Proponents of changing the name of the body of water behind Glen Canyon Dam along the Utah-Arizona border argued that calling it a "lake" does not accurately define its birthright and that the Lake Powell moniker duplicates the name of a small natural lake on a Colorado peak that drains into the same watershed.
But staff to the U.S. Board of Geographic Names say that, in discussions before today's session in Florida, board members determined neither of those arguments was significant enough to warrant renaming the internationally recognized recreation oasis on the Colorado Plateau, christened for frontier explorer John Wesley Powell. More than 30,000 of the approximately 75,000 reservoirs in the United States are named with the generic term "Lake," according to a staff report to be presented to the board. The briefing also notes the board's 1959 vote to name the reservoir "Lake Powell" pre-dated the board's 1961 approval of the name "Powell Peak" for the Colorado summit where the smaller Lake Powell is located. The board received 163 e-mail messages and letters on the proposal, and all but 13 were opposed. Opposition also was expressed in petitions bearing thousands of signatures and hundreds of ballot-style comment forms solicited by the board. The number of comments is believed by board staff to be the most received on any naming request before the board, which began officially dubbing geographic features in 1890.
''To have this many responses is highly unusual,'' said Roger Payne, executive secretary to the board. ''Because of the overwhelming opposition, I don't anticipate there will be much discussion by the board on this request.''
The renaming proposal was submitted last year by the Coalition to Rename Lake Powell, an alliance of environmental organizations including the Utah-based groups Living Rivers, Colorado Plateau Guides, Utah Environmental Congress and the Glen Canyon Institute. Testifying earlier this month to the Arizona State Board of Geographic Names, coalition leader Nancy Jacques, of Durango, Colo., refuted arguments that the renaming campaign was a thinly veiled first step toward public acceptance of decommissioning the dam and draining Lake Powell to reclaim the long-submerged canyon country.
''Whether or not a reservoir is good or bad is not the issue,'' said Jacques. ''The water body in question today exists. What best describes it?''
But most opponents urged the panel to recognize the request as part of a long-standing effort to pull the plug on Lake Powell.
''Draining a reservoir for their self-serving purposes must seem more 'romantically' acceptable than draining a lake,'' wrote Joyce Logan, of Kanab.
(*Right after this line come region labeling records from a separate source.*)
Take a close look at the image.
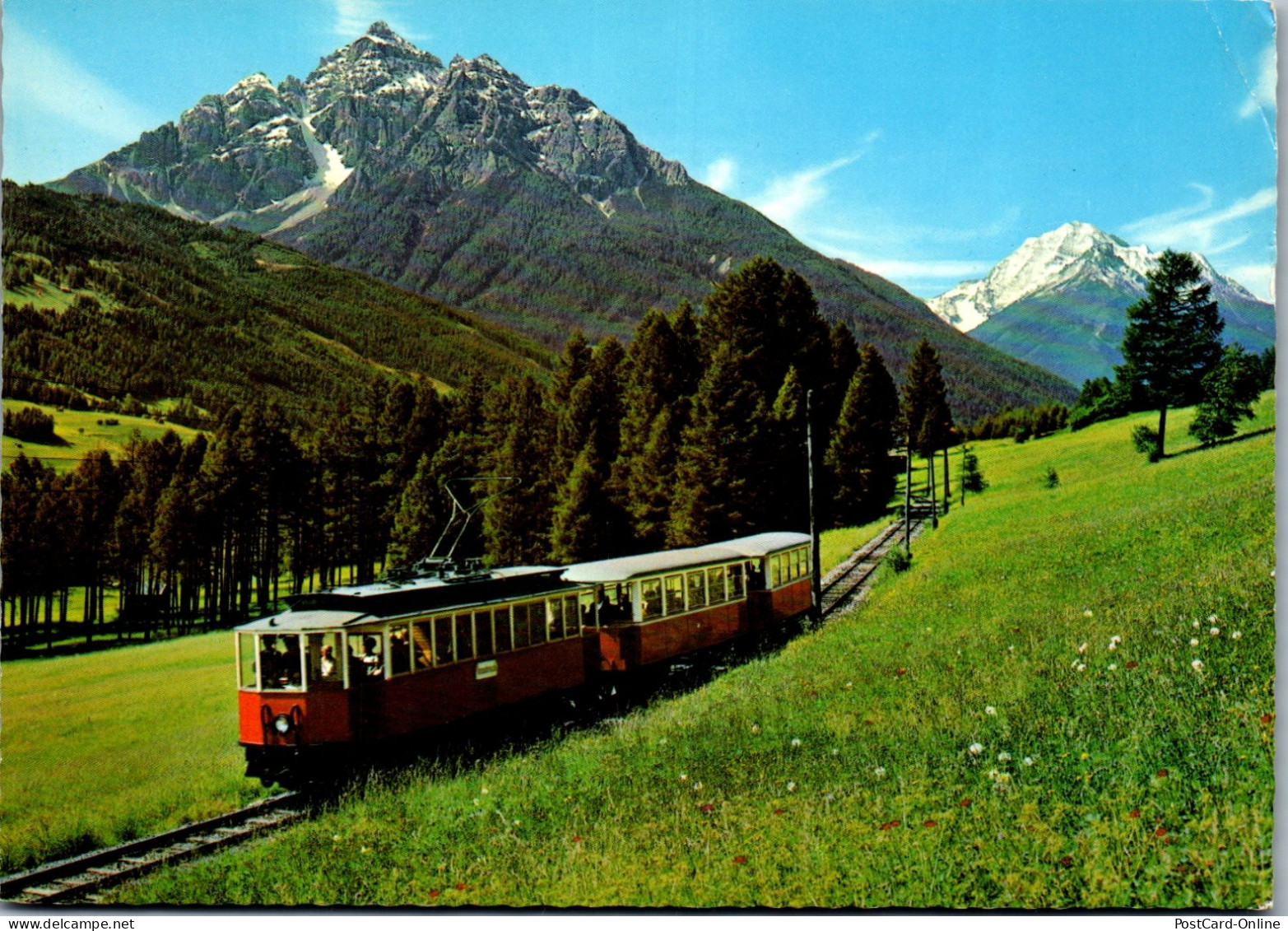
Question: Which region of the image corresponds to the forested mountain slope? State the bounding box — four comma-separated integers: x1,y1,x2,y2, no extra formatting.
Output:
55,23,1073,418
4,182,551,409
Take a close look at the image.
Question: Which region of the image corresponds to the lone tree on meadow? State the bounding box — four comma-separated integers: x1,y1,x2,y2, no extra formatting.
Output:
1117,249,1225,459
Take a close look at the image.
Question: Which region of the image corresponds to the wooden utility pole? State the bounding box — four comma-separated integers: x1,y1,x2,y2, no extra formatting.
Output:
903,434,912,556
805,389,823,621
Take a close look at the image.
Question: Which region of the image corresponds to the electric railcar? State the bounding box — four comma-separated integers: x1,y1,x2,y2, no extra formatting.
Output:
235,533,811,782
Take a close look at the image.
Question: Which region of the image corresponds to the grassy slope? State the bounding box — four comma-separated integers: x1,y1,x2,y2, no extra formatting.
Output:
110,397,1274,908
0,631,262,872
0,398,197,472
0,519,881,872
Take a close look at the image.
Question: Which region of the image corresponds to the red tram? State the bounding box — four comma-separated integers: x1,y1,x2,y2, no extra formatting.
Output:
235,533,810,782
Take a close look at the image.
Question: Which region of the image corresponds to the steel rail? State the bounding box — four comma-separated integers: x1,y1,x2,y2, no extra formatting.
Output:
0,792,306,903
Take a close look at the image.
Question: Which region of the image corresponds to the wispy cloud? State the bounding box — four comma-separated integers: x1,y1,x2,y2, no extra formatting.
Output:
1239,45,1277,119
331,0,430,41
700,158,738,193
1122,184,1277,255
751,130,881,226
4,19,162,146
810,240,992,297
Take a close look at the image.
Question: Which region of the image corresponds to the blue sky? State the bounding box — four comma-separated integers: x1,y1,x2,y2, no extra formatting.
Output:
4,0,1276,297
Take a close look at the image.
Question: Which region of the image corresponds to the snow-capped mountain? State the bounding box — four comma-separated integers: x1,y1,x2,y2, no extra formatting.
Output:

While most of the interest came from the Mountain West, the question of renaming Lake Powell drew responses from around the country.
''Throughout history, authoritarian regimes such as the Soviets, the Nazis and both sides in the Israeli-Palestinian conflict have used place names to advance ideas and images,'' wrote Gary Shepard, a Penn State geography graduate student. ''The renaming of Lake Powell would be no different.''
Letters of opposition also came from dozens of Western water boards, all of the federal land management agencies, regional tourism bureaus and chambers of commerce, and the entire Utah congressional delegation. Rep. Rob Bishop, R-Utah, called it an ''unmeritorious request'' while Rep. Jim Matheson, D-Utah, said it ''serves no public purpose, is a disservice to the history of the region and should be rejected.''
Wrote Sen. John McCain, R-Ariz.: ''It seems the name change would only serve to aggravate the long-standing debate over the construction of Glen Canyon Dam without any practical benefit. It would still be known as Lake Powell to the many Arizonans and others that have enjoyed this resource for so many years.''
The name change request prompted an unusual expression of opposition from within the U.S. Geologic Survey (USGS), the federal agency that sponsors the Board of Geographic Names.
The USGS and the board's offices are headquartered in the John Wesley Powell Federal Building in the Washington suburb of Reston, Va. Powell is a founding father of the USGS and is largely seen as its spiritual figurehead. A recent lecture in the employee auditorium at USGS headquarters included a historian dressed in frontier-era garb discussing the daring exploits of the one-armed major and his pioneering 1869 navigation of the Colorado River.
''It seems spurious to change the name of such a popular and well-known feature based solely on the desire of such a small organization, rather than on the desires of the general public,'' wrote Susan Haseltine, USGS associate director for biology.
But there were a handful of Westerners who told the board that a man-made lake which drowned the wild Colorado River is not the proper commemoration of Powell's legacy of Western settlement.
Glen Canyon Reservoir would be ''definitely more appropriate,'' wrote Rob and Eve Gill of Prescott, Ariz. "The reservoir is no tribute to John Wesley Powell."